Within Customer Relationship Management (CRM) and related Master Data Management (MDM) the party behind the business-to-business (B2B) customer is an important entity.
It is often said that the data capture is the most important moment where it is essential to get data quality right. However with a complex entity as a B2B customer, there are of course several moments of truth within the life circle for such an entity.
These are probably the five most important ones:
- A lead is born
- Engaging a prospect
- One more customer
- Churn happens
- Win-Back happiness
A lead is born
Leads are born in many different ways: A business card obtained from a little chit-chat on a conference, buying a list of leads or even an engagement in social media as the new way of doing things.
One of the most important things to do when capturing the data at this point is ensuring if you already have the party somewhere in the customer life circle or maybe even in other party roles as examined in the post 360° Business Partner View.
Engaging a prospect
When a lead is qualified as a new prospect and you typically engage in a one-to-one dialogue this process includes capturing more data.
Such new data may include adding a visit address to the first captured mail address or vice versa and expanding the firmographic collection of data.
As explained in the post What are they doing? there are a lot of data quality issues in capturing such data as:
- Unstructured versus structured data
- Internal versus external reference data
- One versus several values
One more customer
After a successful sales process a new customer can be added to the customer list often with more data being captured as adding a billing address and stating credit risk as credit limit and terms of payment.
This is the point where many party entities are split into data silos. Maybe the current customer master data lives on in the CRM system while new customer data are reentered and enriched in an ERP system and even other business applications.
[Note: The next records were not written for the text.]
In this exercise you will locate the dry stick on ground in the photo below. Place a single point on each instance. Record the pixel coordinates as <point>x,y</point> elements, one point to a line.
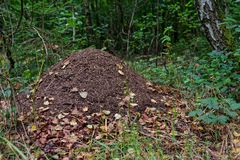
<point>40,72</point>
<point>130,25</point>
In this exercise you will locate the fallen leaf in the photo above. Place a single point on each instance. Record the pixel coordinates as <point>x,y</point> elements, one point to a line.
<point>83,94</point>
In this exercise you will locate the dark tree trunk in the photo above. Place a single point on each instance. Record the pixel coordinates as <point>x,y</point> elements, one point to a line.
<point>211,22</point>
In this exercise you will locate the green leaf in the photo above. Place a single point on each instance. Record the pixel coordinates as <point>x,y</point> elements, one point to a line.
<point>210,103</point>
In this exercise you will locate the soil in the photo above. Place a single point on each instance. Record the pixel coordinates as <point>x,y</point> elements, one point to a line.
<point>95,80</point>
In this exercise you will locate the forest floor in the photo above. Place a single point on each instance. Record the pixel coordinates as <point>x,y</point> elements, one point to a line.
<point>93,106</point>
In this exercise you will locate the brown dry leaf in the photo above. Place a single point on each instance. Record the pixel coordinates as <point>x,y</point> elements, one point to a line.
<point>83,94</point>
<point>121,72</point>
<point>74,89</point>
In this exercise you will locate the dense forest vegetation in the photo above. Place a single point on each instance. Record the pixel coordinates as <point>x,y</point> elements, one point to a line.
<point>190,46</point>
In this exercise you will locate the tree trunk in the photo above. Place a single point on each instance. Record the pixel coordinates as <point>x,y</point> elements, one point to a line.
<point>216,33</point>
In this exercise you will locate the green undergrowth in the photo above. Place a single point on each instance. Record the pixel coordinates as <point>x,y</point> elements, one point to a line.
<point>211,81</point>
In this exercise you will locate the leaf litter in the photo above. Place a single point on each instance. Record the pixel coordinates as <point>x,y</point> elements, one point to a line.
<point>93,97</point>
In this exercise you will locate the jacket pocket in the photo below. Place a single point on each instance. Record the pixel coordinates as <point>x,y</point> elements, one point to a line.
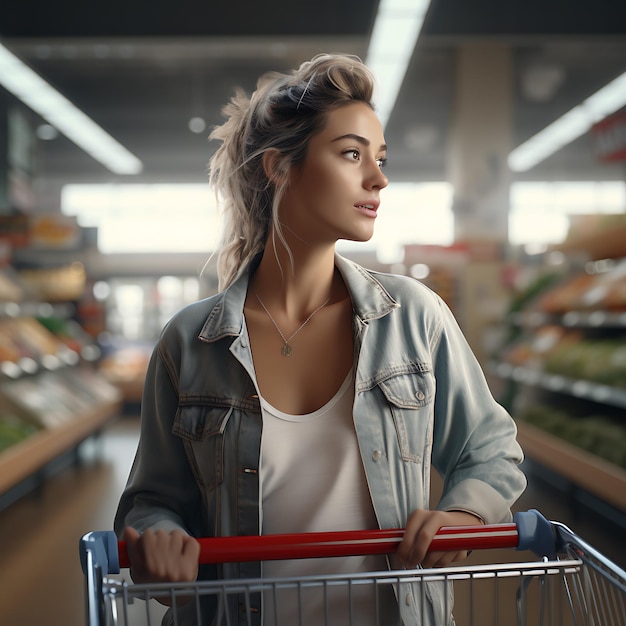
<point>410,396</point>
<point>202,429</point>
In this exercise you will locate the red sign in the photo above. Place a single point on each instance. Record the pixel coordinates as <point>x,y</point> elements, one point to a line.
<point>609,138</point>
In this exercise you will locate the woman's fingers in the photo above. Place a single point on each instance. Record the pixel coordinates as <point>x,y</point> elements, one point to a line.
<point>421,528</point>
<point>162,556</point>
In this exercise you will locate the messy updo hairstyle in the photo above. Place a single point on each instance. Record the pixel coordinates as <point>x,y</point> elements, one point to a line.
<point>284,112</point>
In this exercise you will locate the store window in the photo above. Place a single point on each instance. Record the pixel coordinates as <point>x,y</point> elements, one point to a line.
<point>156,218</point>
<point>540,211</point>
<point>174,218</point>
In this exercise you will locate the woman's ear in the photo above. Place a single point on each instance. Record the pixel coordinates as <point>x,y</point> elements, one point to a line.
<point>271,166</point>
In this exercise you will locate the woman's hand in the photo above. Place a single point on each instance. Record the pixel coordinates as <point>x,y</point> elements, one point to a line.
<point>421,527</point>
<point>162,556</point>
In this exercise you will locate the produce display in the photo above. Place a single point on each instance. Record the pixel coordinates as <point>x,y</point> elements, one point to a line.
<point>598,434</point>
<point>572,327</point>
<point>14,430</point>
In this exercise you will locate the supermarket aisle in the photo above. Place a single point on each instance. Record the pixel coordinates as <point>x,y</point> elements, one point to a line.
<point>40,576</point>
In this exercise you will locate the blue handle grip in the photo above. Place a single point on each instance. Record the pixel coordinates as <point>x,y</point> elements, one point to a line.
<point>536,533</point>
<point>103,548</point>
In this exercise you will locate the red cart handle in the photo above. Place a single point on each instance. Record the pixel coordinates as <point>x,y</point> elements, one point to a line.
<point>342,543</point>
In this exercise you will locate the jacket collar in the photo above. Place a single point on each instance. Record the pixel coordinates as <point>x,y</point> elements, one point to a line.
<point>370,300</point>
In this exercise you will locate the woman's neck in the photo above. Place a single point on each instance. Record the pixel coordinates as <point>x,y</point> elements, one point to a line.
<point>299,283</point>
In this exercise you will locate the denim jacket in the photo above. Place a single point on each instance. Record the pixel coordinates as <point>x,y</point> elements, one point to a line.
<point>421,399</point>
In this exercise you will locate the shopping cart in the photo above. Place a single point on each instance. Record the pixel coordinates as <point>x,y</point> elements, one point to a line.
<point>571,583</point>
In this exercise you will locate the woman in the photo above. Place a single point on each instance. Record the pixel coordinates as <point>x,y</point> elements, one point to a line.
<point>310,393</point>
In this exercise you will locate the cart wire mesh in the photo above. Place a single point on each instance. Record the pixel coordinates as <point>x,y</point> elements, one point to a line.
<point>570,585</point>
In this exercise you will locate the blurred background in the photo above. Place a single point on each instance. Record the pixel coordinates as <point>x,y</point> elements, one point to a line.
<point>506,127</point>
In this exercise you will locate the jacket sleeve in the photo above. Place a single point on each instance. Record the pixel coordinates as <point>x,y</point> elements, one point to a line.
<point>474,440</point>
<point>161,491</point>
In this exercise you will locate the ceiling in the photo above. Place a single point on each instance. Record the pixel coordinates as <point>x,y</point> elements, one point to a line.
<point>142,69</point>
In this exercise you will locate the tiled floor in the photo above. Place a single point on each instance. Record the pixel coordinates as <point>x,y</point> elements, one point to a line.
<point>40,578</point>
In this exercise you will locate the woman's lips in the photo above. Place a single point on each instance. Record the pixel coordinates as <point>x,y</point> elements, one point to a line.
<point>368,209</point>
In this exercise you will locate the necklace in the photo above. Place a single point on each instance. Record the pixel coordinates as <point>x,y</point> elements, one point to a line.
<point>287,348</point>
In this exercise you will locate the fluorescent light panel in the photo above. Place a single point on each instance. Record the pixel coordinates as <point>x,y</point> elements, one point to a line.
<point>396,29</point>
<point>58,111</point>
<point>570,126</point>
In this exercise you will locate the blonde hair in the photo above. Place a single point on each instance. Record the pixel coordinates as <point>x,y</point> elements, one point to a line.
<point>282,115</point>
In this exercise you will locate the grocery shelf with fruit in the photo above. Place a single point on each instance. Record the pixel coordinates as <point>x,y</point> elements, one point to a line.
<point>563,366</point>
<point>51,396</point>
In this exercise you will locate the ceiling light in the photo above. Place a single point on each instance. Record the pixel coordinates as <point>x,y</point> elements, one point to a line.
<point>396,29</point>
<point>58,111</point>
<point>197,125</point>
<point>570,126</point>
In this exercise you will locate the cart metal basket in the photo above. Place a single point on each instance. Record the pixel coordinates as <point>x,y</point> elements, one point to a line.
<point>570,584</point>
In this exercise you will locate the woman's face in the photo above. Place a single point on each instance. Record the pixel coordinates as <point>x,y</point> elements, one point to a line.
<point>335,192</point>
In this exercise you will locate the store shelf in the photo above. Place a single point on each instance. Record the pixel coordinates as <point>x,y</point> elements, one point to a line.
<point>27,457</point>
<point>571,319</point>
<point>599,477</point>
<point>583,389</point>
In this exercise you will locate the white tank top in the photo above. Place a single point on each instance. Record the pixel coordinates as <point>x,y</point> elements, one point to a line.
<point>312,480</point>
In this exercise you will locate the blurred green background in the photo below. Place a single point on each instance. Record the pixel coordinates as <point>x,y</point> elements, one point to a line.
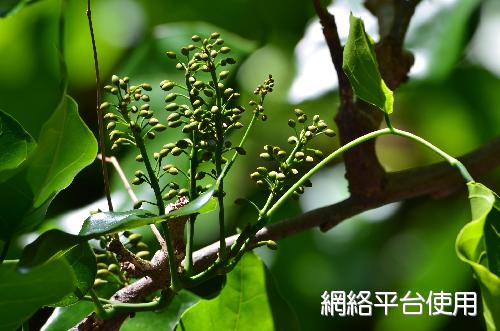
<point>451,99</point>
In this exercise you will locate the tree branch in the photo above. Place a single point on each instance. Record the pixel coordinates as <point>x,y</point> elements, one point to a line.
<point>436,180</point>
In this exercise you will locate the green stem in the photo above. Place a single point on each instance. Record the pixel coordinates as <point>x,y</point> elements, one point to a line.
<point>155,185</point>
<point>193,194</point>
<point>451,160</point>
<point>218,163</point>
<point>242,142</point>
<point>5,249</point>
<point>101,312</point>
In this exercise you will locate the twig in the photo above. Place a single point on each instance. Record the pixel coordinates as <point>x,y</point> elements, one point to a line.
<point>131,193</point>
<point>100,117</point>
<point>438,179</point>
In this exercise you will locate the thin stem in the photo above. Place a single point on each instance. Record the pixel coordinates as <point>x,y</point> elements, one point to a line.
<point>155,185</point>
<point>101,312</point>
<point>5,249</point>
<point>100,117</point>
<point>242,142</point>
<point>193,194</point>
<point>218,164</point>
<point>451,160</point>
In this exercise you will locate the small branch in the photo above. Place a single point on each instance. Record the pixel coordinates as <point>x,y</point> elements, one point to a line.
<point>100,117</point>
<point>331,34</point>
<point>133,197</point>
<point>436,180</point>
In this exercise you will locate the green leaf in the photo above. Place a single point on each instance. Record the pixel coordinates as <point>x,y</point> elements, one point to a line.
<point>162,320</point>
<point>23,294</point>
<point>65,147</point>
<point>49,245</point>
<point>15,145</point>
<point>479,245</point>
<point>55,243</point>
<point>64,318</point>
<point>11,7</point>
<point>82,260</point>
<point>112,222</point>
<point>242,305</point>
<point>361,67</point>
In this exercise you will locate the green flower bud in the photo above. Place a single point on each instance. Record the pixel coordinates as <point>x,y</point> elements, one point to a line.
<point>110,116</point>
<point>167,85</point>
<point>113,268</point>
<point>262,170</point>
<point>142,254</point>
<point>183,143</point>
<point>99,282</point>
<point>330,132</point>
<point>265,156</point>
<point>298,112</point>
<point>299,155</point>
<point>135,238</point>
<point>159,127</point>
<point>198,84</point>
<point>104,105</point>
<point>172,106</point>
<point>208,92</point>
<point>137,181</point>
<point>224,74</point>
<point>115,80</point>
<point>174,124</point>
<point>173,171</point>
<point>176,151</point>
<point>312,128</point>
<point>255,175</point>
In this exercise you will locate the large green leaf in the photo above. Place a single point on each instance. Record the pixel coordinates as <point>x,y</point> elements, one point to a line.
<point>82,260</point>
<point>15,145</point>
<point>65,147</point>
<point>478,244</point>
<point>361,67</point>
<point>64,318</point>
<point>23,294</point>
<point>165,319</point>
<point>243,304</point>
<point>55,243</point>
<point>108,222</point>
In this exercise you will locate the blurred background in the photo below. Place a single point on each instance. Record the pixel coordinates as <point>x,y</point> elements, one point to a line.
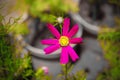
<point>23,25</point>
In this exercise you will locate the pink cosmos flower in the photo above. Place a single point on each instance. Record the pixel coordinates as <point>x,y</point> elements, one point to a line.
<point>45,69</point>
<point>63,40</point>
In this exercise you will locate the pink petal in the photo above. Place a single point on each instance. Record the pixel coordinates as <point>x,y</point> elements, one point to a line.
<point>66,26</point>
<point>73,31</point>
<point>76,40</point>
<point>49,41</point>
<point>72,54</point>
<point>53,30</point>
<point>52,48</point>
<point>64,58</point>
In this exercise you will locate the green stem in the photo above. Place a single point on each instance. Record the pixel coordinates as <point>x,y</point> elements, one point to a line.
<point>66,72</point>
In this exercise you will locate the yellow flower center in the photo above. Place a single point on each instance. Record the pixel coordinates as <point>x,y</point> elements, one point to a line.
<point>63,41</point>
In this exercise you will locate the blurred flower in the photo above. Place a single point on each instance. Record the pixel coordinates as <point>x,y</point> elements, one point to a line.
<point>45,69</point>
<point>63,41</point>
<point>59,19</point>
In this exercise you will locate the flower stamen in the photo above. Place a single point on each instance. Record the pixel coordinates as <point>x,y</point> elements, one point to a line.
<point>64,41</point>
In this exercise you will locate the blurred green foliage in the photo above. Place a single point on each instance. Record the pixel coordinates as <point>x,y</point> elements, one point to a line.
<point>110,42</point>
<point>48,10</point>
<point>12,65</point>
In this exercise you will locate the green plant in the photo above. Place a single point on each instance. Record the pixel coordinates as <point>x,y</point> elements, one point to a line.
<point>48,10</point>
<point>109,40</point>
<point>66,75</point>
<point>12,65</point>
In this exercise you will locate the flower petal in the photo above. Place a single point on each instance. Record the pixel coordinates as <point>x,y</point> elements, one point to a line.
<point>64,58</point>
<point>51,48</point>
<point>53,30</point>
<point>73,31</point>
<point>72,54</point>
<point>76,40</point>
<point>66,25</point>
<point>49,41</point>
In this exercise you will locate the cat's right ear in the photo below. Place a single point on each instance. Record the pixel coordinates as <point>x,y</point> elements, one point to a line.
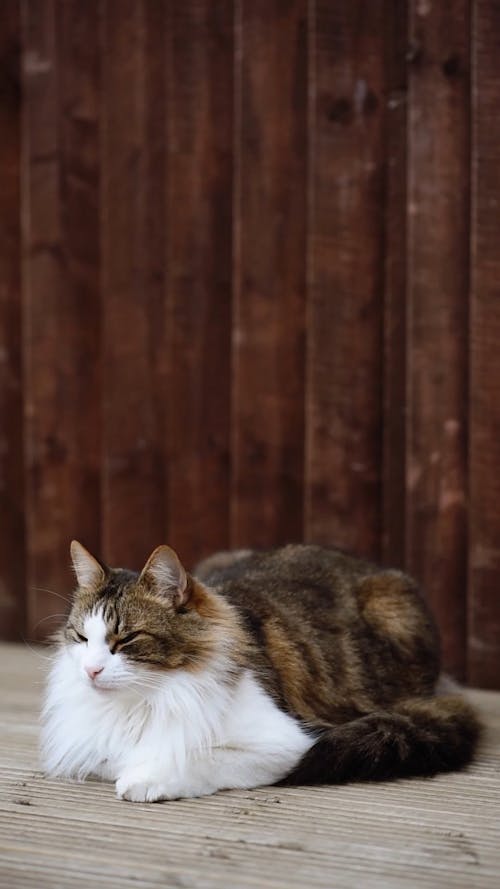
<point>89,572</point>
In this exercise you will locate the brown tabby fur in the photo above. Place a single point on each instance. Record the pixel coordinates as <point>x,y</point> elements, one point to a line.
<point>344,646</point>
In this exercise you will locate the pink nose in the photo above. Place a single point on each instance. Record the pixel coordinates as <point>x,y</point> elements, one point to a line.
<point>92,672</point>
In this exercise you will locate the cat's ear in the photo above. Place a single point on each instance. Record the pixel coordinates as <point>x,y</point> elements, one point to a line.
<point>165,572</point>
<point>89,572</point>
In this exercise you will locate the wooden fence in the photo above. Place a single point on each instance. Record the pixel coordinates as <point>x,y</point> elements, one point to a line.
<point>249,291</point>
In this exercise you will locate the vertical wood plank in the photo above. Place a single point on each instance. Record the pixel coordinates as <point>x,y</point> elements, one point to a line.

Keeping these data silos aligned is the classic customer master data challenge as discussed in the post Boiling Data Silos.
Churn happens
There are actually two kind of churns (loss of customers):
- A customer stops a subscription, a service contract or tell you that further buying will be at your competitors or that there is no further need for the products and services in question
- A customer dissolves
Sometimes you don’t even discover the latter one. So your data isn’t very useful or valuable if you don’t practice Ongoing Data Maintenance.
Win-Back happiness
In the first kind of churn you may work hard (or be lucky) and win back the customer.
Be sure to build on the data from the first engagement and not start from scratch again capturing master data and history. Avoiding this covers up for some of the 55 reasons to improve data quality related to party master data uniqueness.